On se souvient en effet de son délicieux et irrésistible « Monsieur de Pourceaugnac », aux Bouffes-du-Nord, la saison passée, qui voyait monter à la capitale un notable de Province.
Un notable qui n'avait pas, c'est le moins que l'on puisse dire, les codes sociaux parisiens.

Cette fois-ci, il a choisi une pièce quasi-oubliée de Marivaux, que l'on n'avait pas vue montée au Français depuis... 1734.
(Elle n'y fut d'ailleurs jouée que deux fois. Ce fut un cuisant échec, dès la Première, suite à une cabale, l'auteur ayant de nombreux ennemis, dont un certain Voltaire...)

Clément Hervieu-Léger s'est donc armé de courage et de détermination pour re-créer cette pièce dans la grande Maison.
Courage, car comme il le laisse entendre dans sa note d'intention du dossier de presse, si l'on rate un « Misanthrope », d'autres le réussiront après vous.
En revanche, si l'on passe à côté d'une pièce jouée deux fois en trois cents ans, vous la ré-enterrez pour trois autres siècles.

Qu'on se rassure : cette mise en scène 2016 est ici lumineuse et très réussie.
Ce petit-maître là va se faire véritablement corriger. Il n'y aura pas que lui, d'ailleurs.
Il s'agit d'une correction d'une classe sociale par une autre. J'y reviendrai.

On le sait, Clément Hervieu-Léger a une formation de danseur classique.

A ce titre, il excelle une nouvelle fois à placer le corps des comédiens dans l'espace.
Il sait parfaitement les faire se mouvoir avec grâce, fluidité, précision, violence parfois.

Sur tout le plateau, les comédiens se courent après, se touchent, s'étreignent, s'attirent, se repoussent.
Tout ceci est très sensuel, très organique.
C'est une véritable chorégraphie qu'il nous propose.
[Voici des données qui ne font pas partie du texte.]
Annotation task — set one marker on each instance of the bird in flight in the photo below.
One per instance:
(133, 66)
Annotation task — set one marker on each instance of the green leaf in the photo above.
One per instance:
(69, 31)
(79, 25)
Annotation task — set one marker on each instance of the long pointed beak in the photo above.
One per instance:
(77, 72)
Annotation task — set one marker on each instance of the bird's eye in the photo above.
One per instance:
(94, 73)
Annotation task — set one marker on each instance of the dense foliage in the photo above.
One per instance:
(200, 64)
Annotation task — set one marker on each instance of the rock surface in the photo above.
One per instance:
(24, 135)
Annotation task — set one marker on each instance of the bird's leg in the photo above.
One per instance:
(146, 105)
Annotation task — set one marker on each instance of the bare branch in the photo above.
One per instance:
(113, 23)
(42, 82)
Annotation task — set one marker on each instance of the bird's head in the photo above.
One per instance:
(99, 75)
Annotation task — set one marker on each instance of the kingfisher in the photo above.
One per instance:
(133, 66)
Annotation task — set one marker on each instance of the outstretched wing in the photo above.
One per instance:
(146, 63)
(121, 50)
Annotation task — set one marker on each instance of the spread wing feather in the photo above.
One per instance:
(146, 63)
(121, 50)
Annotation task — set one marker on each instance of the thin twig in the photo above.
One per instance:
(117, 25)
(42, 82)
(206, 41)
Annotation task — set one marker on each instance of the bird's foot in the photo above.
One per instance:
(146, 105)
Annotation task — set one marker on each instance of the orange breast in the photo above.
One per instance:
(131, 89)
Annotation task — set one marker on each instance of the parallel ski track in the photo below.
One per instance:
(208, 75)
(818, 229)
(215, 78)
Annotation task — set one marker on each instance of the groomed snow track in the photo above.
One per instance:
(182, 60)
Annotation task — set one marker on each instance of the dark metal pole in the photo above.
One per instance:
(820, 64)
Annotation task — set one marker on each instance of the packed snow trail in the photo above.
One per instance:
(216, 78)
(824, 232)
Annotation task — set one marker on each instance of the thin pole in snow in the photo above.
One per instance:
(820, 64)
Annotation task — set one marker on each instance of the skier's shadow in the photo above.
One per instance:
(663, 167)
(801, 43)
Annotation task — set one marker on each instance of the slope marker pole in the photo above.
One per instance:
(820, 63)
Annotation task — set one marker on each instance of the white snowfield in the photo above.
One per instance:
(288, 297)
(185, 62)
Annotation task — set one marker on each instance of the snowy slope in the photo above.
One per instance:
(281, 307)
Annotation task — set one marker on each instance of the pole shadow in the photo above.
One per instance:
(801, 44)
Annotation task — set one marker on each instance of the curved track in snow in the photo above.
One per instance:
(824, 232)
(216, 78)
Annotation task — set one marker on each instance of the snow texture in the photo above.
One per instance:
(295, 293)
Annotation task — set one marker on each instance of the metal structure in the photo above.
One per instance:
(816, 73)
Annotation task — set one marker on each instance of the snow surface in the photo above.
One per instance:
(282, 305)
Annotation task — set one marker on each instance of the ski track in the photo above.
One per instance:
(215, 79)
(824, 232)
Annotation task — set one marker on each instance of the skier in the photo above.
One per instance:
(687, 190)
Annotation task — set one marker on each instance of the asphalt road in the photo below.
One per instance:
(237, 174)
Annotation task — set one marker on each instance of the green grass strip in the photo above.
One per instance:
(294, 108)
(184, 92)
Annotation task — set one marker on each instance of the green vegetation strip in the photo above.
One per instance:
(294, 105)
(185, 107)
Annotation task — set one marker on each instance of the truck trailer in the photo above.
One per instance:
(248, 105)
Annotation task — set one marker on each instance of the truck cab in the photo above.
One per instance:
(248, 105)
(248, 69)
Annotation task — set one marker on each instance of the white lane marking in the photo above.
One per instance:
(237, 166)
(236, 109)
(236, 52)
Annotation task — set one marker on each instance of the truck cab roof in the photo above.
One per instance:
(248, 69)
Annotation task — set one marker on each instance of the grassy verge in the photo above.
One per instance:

Il a choisi, pour matérialiser cette dimension « province-terroir », de privilégier les positions assises, couchées dans le foin, allongées.
Les « parisiens » Rosimond-Loïc Corbery, Dorimène-Florence Viala trébuchent, glissent, tombent, dans cet espace peut-être propice à l'agoraphobie des gens de la capitale.
(En effet, à la différence de M. de Pourceaugnac, ici, ce sont les parisiens qui descendent en province.)

Bien entendu, et comme d'habitude, la troupe excelle.
Les aînés (Dominique Blanc, Didier Sandre), comme les « petits jeunes » sont simplement parfaits.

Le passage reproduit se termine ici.